With interest in hemp fashions and accessories gradually growing among eco-conscious consumers, German firm Cannamoda is working toward a future in which raw material can be more broadly sourced closer to the company’s Sachsenheim, Germany operations near Stuttgart.
”We recently took delivery of a 50% hemp, 50% cotton material based on German-grown hemp,” said Petra Rusch, manager of Cannamoda, a designer, producer and seller of a constantly evolving range of hemp fashions and accessories. The company turns out hand-made, high-quality hemp lingerie, menswear, womenswear, t-shirts, children’s clothing and accessories. The 50/50 blend was created following development earlier this year of a 30% hemp, 70% cotton yarn for weaving jeans, Rusch said.
Hemp textiles from Europe
Even across the whole of Europe, hemp production for textiles barely registers in the European Industrial Hemp Association’s breakdown of the continent’s hemp production, with the majority of such materials being imported from China.

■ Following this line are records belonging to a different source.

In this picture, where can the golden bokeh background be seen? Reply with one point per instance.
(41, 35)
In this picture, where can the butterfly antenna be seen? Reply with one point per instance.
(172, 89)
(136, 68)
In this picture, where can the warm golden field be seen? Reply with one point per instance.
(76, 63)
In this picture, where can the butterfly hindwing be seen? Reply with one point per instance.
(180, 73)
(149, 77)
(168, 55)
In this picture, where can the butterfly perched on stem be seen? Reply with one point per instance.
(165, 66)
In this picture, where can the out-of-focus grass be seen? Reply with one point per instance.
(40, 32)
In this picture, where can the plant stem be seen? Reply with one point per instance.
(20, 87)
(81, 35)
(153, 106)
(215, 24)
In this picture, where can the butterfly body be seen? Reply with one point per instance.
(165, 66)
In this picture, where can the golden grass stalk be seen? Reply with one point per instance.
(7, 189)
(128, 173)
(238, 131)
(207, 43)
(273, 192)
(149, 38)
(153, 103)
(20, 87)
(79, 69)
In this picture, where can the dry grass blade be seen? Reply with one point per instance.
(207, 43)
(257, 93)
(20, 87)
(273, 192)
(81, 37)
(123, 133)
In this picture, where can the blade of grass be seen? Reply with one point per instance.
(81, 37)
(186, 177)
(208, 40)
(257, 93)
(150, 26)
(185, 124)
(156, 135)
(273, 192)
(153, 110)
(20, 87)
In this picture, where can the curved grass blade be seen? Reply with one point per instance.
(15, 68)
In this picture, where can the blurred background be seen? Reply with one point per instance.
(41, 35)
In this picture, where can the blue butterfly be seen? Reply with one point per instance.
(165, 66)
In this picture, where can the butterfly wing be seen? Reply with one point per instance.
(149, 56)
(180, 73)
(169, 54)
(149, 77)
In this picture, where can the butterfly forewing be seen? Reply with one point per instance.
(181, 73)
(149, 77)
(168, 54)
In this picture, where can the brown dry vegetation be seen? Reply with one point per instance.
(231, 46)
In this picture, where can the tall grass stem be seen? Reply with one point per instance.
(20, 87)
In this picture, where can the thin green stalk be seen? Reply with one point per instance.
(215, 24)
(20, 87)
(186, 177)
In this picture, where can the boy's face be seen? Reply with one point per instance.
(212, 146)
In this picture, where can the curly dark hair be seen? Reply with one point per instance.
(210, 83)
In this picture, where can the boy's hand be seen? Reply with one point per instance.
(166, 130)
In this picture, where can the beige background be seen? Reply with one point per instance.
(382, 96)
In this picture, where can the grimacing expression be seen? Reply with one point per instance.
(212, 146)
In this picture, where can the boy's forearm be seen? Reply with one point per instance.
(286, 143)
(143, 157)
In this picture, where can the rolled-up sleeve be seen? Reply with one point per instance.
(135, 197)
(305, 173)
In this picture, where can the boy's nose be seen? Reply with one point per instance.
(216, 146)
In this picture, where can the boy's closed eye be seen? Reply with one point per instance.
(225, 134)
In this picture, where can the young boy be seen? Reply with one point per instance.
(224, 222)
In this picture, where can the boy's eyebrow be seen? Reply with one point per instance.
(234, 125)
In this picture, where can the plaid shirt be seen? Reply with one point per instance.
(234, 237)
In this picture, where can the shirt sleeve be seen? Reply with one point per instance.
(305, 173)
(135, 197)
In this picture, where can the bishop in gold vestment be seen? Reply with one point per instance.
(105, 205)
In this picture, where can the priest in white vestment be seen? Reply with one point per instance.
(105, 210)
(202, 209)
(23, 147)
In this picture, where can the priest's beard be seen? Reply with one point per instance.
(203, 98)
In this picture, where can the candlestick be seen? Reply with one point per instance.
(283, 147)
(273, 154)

“There are some small hemp growing operations for textiles in northern Germany and the University of Reutlingen is studying hemp textiles,” Rusch said of Germany, “but it was only recently that domestic production of such products was possible.”
She sees a more close-to-home supply helping to align hemp-made fashions price-wise versus those made from more traditional materials, especially considering the value proposition hemp textiles provide – its comfort, durability and eco-friendliness.
Hot line of lingerie
One of the highlights of Cannamoda’s portfolio is a hot line of hemp lingerie, with prices ranging from a modest €25 to €40. Rusch said those prices – still above those for traditional intimate fashions – are due mainly to the relative high price of hemp raw materials and the fact that some partwork, such as lace, must undergo certification.
While Rusch first got started in hemp clothing design in the 1990s with moderate success selling a children’s line, “that all collapsed around 2000,” she said. But with the re-emergence of industrial hemp she sees the market coming back to life. She restarted in the business in 2014 with the launch of Cannamoda.
“Now’s the right time to start again,” said Rusch, who taught school after her first hemp business dried up, but who’s now back on the fashion trade fair and exhibition circuit with her Cannamoda-designed clothing line. “The reactions are different now. People still don’t know much about hemp materials, but they are willing to listen.”
Along with what Rusch sees as better timing, Cannamoda is also running a crowdfunding campaign to put money in the company’s coffers for continuing development.
Mother’s sewing lessons
Rusch’s design skills were developed as a child. “My mother started to teach me to sew when I was 8 years old,” Rusch said, “and I always liked making things with my hands.” She first got interested in hemp clothing when a friend brought her a bolt of the material and asked her to fashion him a pair of jeans.
From there, she began to fashion a children’s clothing line and started wholesale marketing at Frankfurt trade fairs – jumping into the market much too early, she admitted.
“It was all too new and exotic, and hemp’s connection to marijuana was always something that held the products back,” she said of those early days in the business, when “so much institutional knowledge about hemp had been lost.”
German loom technology
While Cannamoda still has to import some hemp yarn from Italy, Rusch produces all of the company’s textiles on specialized German machines in a factory near Stuttgart. “We’ve developed the process to eventually make 100% hemp material,” she said of the production tests.
For now, Cannamoda’s sales are through the company’s online shop while Rusch looks to build out a retail network. It’s all with two key factors in mind, Rusch said. “We need intelligent and authentic solutions that allow us to achieve commercial objectives while at the same time acting in a responsible, sustainable way,” she said.